In Praise of Sesame Baguettes in Paris
I suppose I’m doing all those things the diet-police are advising against – namely having fat and carbohydrates for breakfast in lieu of “healthier” options, like having a bowl of kale-flecked quinoa or downing a cilantro smoothie. But as much as I like fruits and vegetables (and herbs), the only thing I am able to face first thing in the morning is something a little less threatening – namely bread, salted butter, and coffee. And that’s all.
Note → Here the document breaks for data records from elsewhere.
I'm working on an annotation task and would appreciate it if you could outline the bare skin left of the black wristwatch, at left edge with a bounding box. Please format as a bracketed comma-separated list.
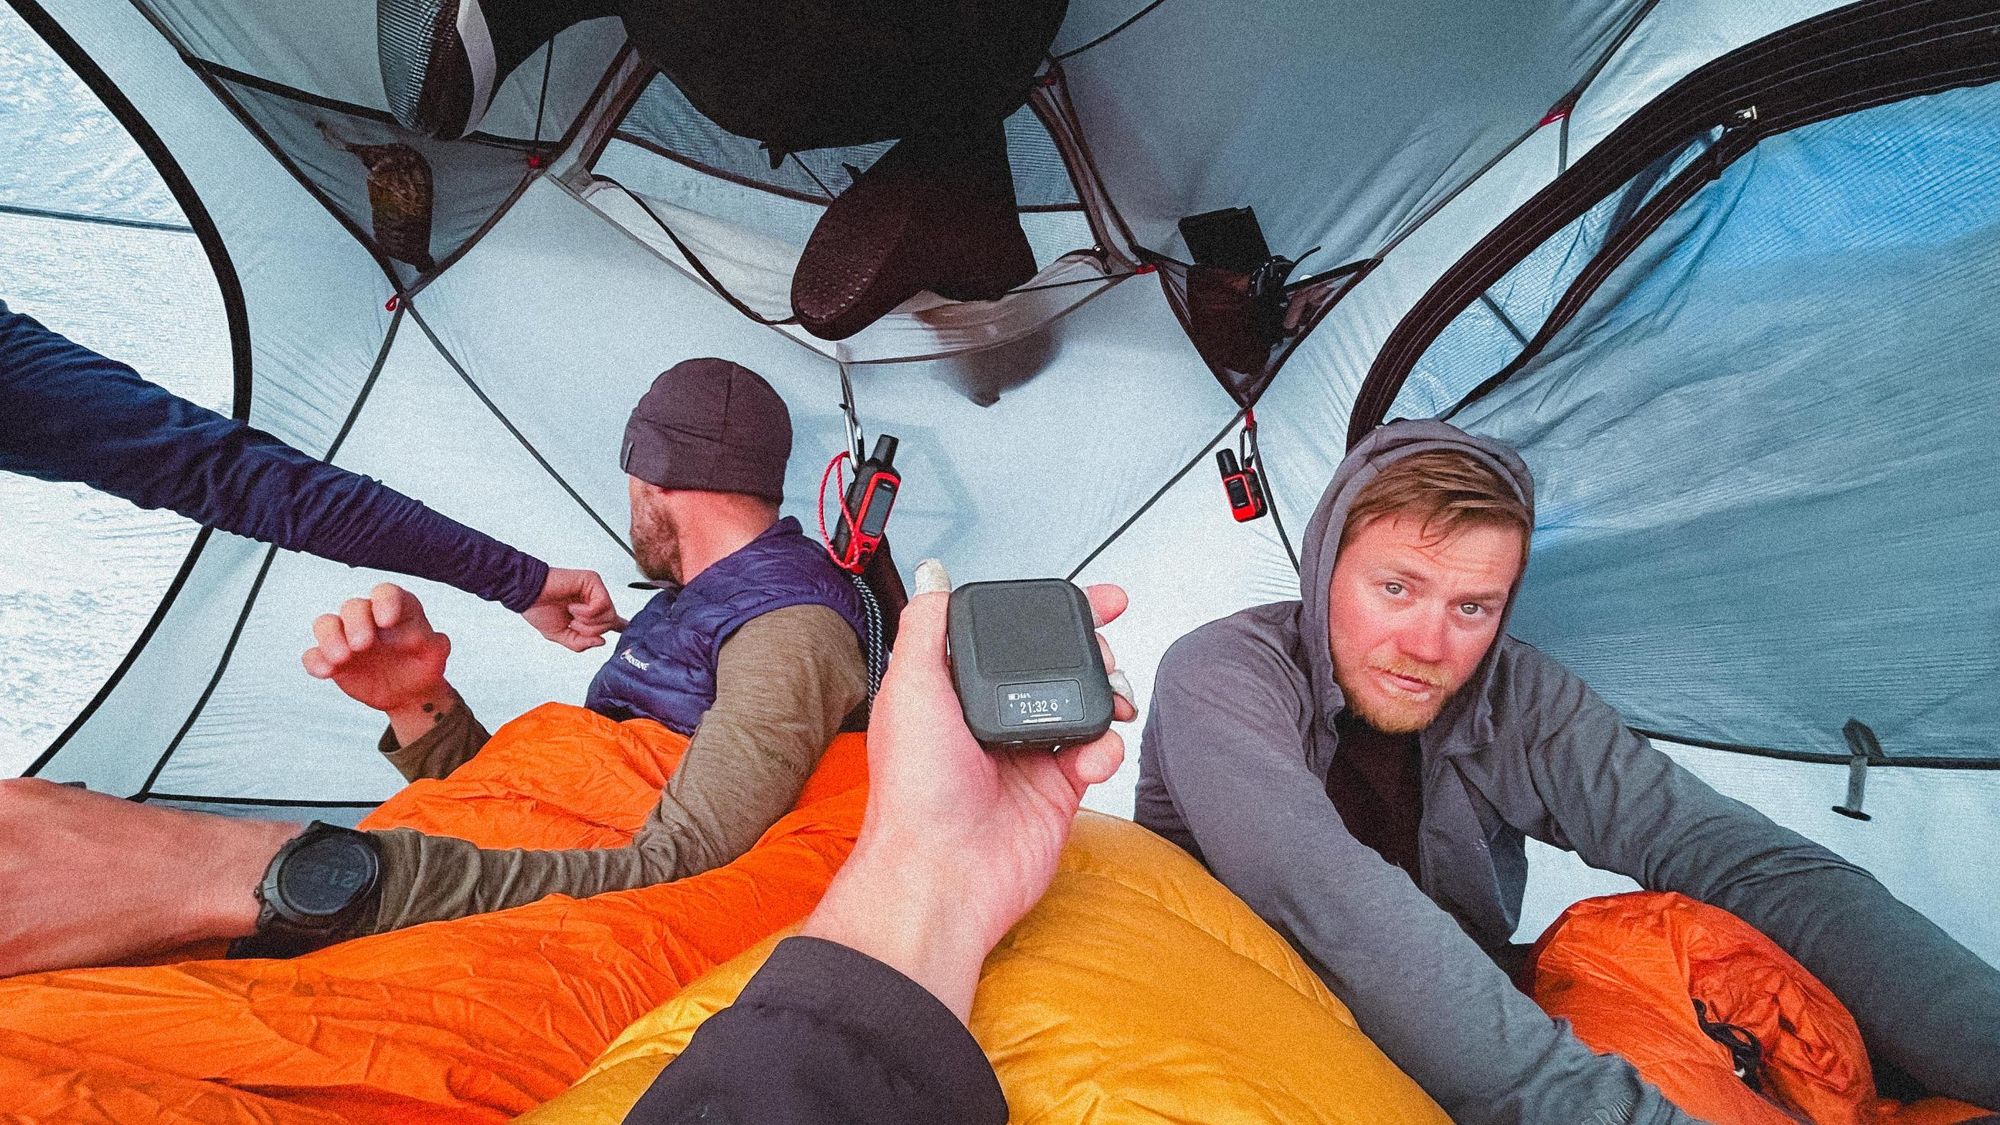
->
[0, 779, 302, 977]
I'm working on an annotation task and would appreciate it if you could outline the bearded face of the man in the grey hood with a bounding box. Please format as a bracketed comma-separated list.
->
[1326, 514, 1522, 735]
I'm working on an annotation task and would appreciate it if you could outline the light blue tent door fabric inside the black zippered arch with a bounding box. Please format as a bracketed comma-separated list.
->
[1394, 86, 2000, 763]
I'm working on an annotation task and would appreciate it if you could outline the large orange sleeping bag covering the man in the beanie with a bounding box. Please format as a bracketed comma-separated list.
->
[0, 705, 868, 1125]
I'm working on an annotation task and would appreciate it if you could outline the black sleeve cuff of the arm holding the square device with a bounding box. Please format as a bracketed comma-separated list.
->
[626, 937, 1008, 1125]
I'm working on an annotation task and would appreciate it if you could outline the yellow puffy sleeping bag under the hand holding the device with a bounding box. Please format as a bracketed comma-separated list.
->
[520, 813, 1450, 1125]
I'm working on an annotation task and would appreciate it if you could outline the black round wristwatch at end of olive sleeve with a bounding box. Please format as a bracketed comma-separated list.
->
[230, 821, 382, 957]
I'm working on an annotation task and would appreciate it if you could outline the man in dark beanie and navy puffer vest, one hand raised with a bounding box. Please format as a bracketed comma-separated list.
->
[292, 358, 868, 937]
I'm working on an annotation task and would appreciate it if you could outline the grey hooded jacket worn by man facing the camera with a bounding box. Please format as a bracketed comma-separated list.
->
[1136, 420, 2000, 1125]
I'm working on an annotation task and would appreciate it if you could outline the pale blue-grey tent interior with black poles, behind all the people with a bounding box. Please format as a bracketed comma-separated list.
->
[0, 0, 2000, 961]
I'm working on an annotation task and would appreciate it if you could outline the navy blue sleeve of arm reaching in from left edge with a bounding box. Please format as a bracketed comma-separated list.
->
[0, 302, 548, 613]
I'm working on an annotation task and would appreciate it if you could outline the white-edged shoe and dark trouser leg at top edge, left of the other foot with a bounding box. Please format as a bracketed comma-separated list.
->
[376, 0, 614, 140]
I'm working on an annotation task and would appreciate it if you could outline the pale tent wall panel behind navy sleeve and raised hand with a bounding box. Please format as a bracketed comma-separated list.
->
[148, 318, 636, 807]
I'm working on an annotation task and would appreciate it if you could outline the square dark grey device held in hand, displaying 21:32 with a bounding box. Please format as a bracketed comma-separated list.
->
[946, 579, 1112, 751]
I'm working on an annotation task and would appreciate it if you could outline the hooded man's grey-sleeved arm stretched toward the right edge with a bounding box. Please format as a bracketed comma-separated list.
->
[1530, 656, 2000, 1109]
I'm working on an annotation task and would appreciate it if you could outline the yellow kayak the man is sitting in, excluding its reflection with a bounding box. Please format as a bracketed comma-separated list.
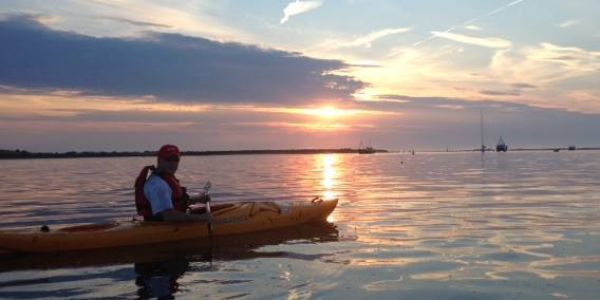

For a while, I was adding a swipe of chestnut or buckwheat honey to my butter-smeared morning ritual, but since deciding that one seemed to be fighting the other on my plate (and who wants to referee their breakfast?), salted butter won out over the honey. Which has also been easier since I’ve been getting regular deliveries of salted butter from Normandy (thanks Jennifer!), which is so good that adding anything to it, like honey or jam, is the equivalent of putting herbs in a perfectly good smoothie.
Years ago I wrote about my crack baguette, the bread that I could never get enough of. Whose disappearance I still haven’t recovered from, even though it’s been probably five years since it was mercilessly snatched from my breakfast plate. At one point, someone tried to pin the demise of the bakery on me, for not giving up their address. (Because like cable television and mobile phone service in France, if something is working for you, you don’t touch it. You leave it alone.) But since living in a culture of c’est pas ma faute, I think I could hardly be blamed when the elderly couple that ran the bakery finally decided on retirement. And believe me, if I had sway over who could retire, I’d be working on that list at this very moment.
Fortunately, a number of other bakeries make a baguette au sésame, and others have taken the place on my plate (although not quite in my heart) of the boulanger who made that excellent sesame baguette up at Barbès. Folks will often ask me about baguette recipes, or want to find out how Parisians make baguettes at home. And while I am sure there are one or two people right currently proofing their yeast so they can wake up tomorrow morning at 2:30 am to begin shaping their morning loaves, the other 99.99% of us in Paris that are happy to head to the corner bakery for our baguettes.
And really, it’s also part of a daily ritual to go stand in line at the neighborhood bakery, make some obligatory small-talk with the counterperson (at least in my case, because I want to keep them on my good side), then heading home with your loaf. My bakery, however, runs out of sesame baguettes first thing in the morning, which, of course, begs the question – which I posed to them the other day): Why not make more?
I guess it’s a little hard to comprehend the concept of if you are a business and there is a big demand for something you are making, you might want to consider ramping up production. Instead it’s pas notre faute (not our fault) and they told me that I could reserve a sesame baguette by calling them, which sounds a little odd to me. Nevertheless, I’m considering it, because I’m tired of waking up at 5:45 am and waiting in line at the bakery in the rain with my pillow and sleeping bag just to make sure I get a sesame baguette.
Still, those sesame-crusted breads have captivated me and I suppose unless I start making my own baguettes at home (and seriously, I’m probably the only one in Paris with an oven big enough to bake a baguette in, so there goes that excuse), I’m going to have to spent more sleepless nights wondering if I’ll make it over there in time to get my morning loaf. And continue to make sure my alarm clock is in tip-top working order. Or simply get a tent.
UPDATE: A bakery in Paris is now making excellent sesame baguettes (with a touch of curry), Boulangerie Utopie. They’re listed on my Paris Pastry page.